Precision BioSciences and Novartis announced this week that they will be working together on the research and development of in vivo gene editing therapies for sickle cell disease and other blood diseases.
Under the outlined agreement, North Carolina-based Precision will develop and conduct in vitro characterization of an ARCUS nuclease and Novartis will then handle the remaining research, development, manufacturing and commercialization. In exchange for exclusive licensing to the nuclease developed by Precision, Novartis will pay $75 million upfront, and up to $1.4 billion in future payments.
The ARCUS nuclease is designed and intended to insert an in vivo, transgene that addresses the genetic faults that lead to disease, offering a potential one-time transformative treatment option for diseases such as sickle cell and betha thalassemia.

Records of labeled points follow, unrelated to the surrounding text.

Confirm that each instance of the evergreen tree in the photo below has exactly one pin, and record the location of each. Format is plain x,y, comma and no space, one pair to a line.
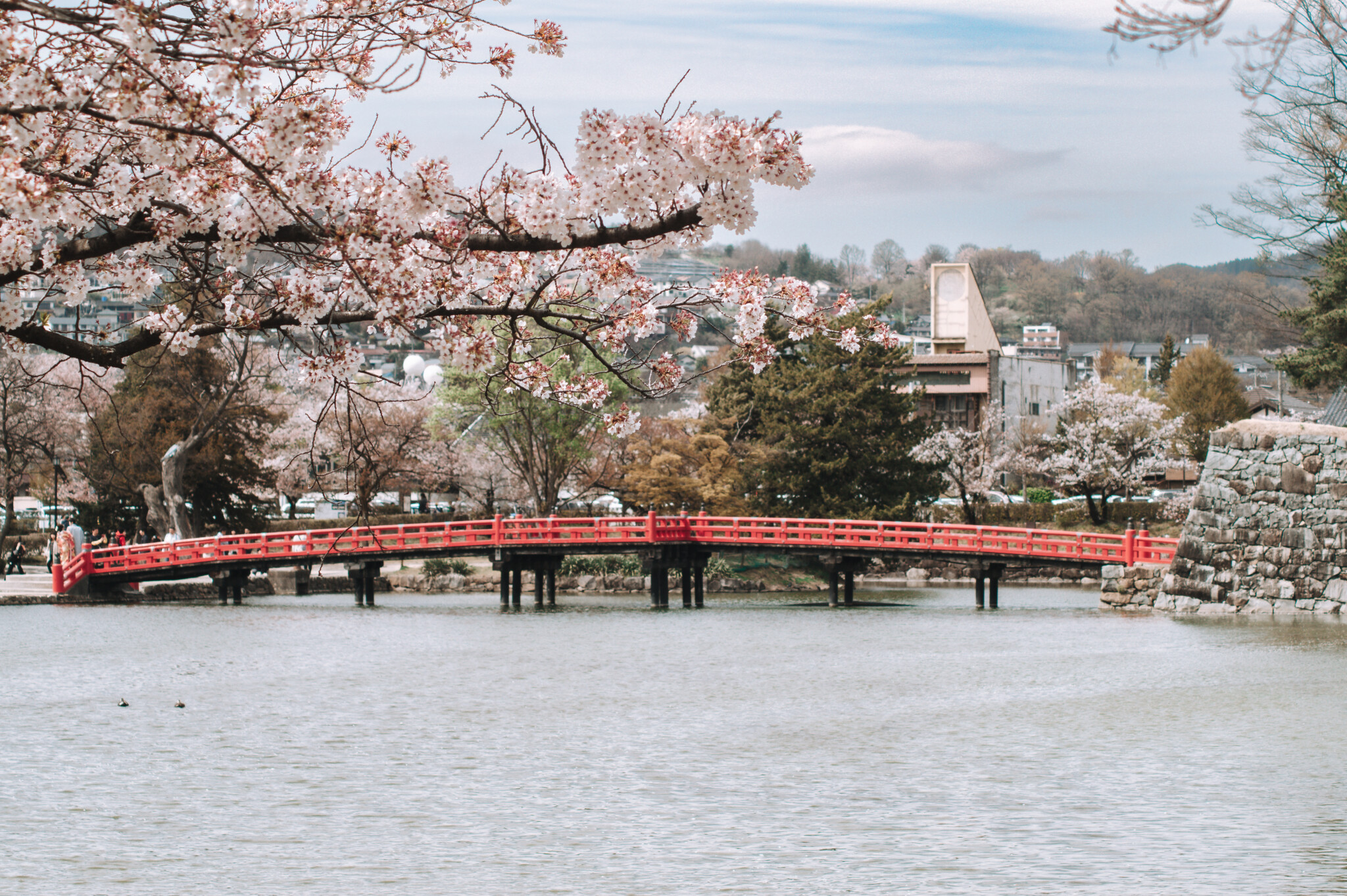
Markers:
1209,394
1165,364
1323,322
834,428
153,408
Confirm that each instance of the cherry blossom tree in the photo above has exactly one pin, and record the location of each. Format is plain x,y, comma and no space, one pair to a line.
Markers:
969,460
187,156
1106,443
297,446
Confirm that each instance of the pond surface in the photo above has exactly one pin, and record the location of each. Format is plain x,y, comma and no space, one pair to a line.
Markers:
437,745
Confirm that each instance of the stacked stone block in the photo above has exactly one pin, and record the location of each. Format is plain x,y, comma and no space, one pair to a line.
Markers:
1268,529
1132,587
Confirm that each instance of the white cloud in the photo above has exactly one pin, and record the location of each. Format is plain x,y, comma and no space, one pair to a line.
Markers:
902,162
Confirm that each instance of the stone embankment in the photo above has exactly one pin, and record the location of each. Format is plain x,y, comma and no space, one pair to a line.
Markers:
941,572
1267,533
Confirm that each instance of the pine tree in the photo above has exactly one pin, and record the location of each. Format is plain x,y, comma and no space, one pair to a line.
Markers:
1323,322
1209,394
1165,364
834,428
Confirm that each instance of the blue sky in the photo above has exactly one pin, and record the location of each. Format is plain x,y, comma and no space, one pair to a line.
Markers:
1002,123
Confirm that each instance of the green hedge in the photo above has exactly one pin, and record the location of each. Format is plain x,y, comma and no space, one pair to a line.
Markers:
1051,515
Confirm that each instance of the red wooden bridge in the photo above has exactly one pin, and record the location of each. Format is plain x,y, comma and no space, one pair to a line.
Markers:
685,544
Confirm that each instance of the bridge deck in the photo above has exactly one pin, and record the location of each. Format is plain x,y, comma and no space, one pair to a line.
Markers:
605,534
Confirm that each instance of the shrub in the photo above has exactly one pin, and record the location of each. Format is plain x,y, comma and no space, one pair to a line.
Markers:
718,568
437,567
601,565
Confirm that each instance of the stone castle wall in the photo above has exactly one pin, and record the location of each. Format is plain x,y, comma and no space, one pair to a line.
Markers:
1268,529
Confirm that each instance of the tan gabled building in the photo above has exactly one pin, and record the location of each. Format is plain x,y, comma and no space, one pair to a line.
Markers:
969,369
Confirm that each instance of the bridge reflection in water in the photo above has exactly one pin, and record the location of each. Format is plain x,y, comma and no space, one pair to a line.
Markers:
843,546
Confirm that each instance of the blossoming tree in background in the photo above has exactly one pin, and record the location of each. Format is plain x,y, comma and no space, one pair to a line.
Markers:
970,460
185,155
1106,443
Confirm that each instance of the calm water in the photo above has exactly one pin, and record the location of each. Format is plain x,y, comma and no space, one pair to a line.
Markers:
435,745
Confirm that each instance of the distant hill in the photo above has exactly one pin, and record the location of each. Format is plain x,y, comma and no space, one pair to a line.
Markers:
1238,266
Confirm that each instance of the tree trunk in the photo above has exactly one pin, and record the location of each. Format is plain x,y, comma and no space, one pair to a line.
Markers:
174,466
1094,511
970,511
6,528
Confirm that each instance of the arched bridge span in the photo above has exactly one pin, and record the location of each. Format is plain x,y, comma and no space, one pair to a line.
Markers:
681,542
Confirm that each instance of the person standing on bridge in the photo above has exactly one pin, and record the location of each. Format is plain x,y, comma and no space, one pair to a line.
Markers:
76,534
15,559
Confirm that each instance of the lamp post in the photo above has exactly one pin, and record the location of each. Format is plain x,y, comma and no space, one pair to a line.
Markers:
55,487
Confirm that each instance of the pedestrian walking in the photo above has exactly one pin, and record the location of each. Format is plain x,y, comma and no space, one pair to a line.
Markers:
76,534
14,561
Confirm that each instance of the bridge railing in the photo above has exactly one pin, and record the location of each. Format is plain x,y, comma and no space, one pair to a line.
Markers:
581,534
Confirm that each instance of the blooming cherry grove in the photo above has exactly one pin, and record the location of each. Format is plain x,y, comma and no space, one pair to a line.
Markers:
1106,442
970,460
185,156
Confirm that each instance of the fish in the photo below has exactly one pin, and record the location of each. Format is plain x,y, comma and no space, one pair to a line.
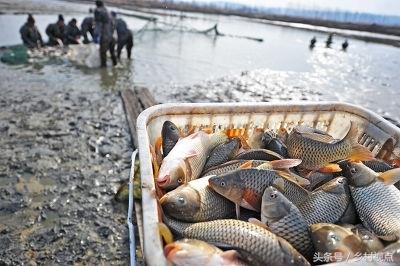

“The in vivo gene editing approach that we are pursuing for sickle cell disease could have a number of significant advantages over other ex vivo gene therapies currently in development,” said Derek Jantz, Precision’s chief scientific officer and co-founder. “Perhaps most importantly, it could open the door to treating patients in geographies where stem cell transplant is not a realistic option. We believe that the unique characteristics of the ARCUS platform, particularly its ability to target gene insertion with high efficiency, make it the ideal choice for this project, and we look forward to working with our partners at Novartis to bring this novel therapy to patients.”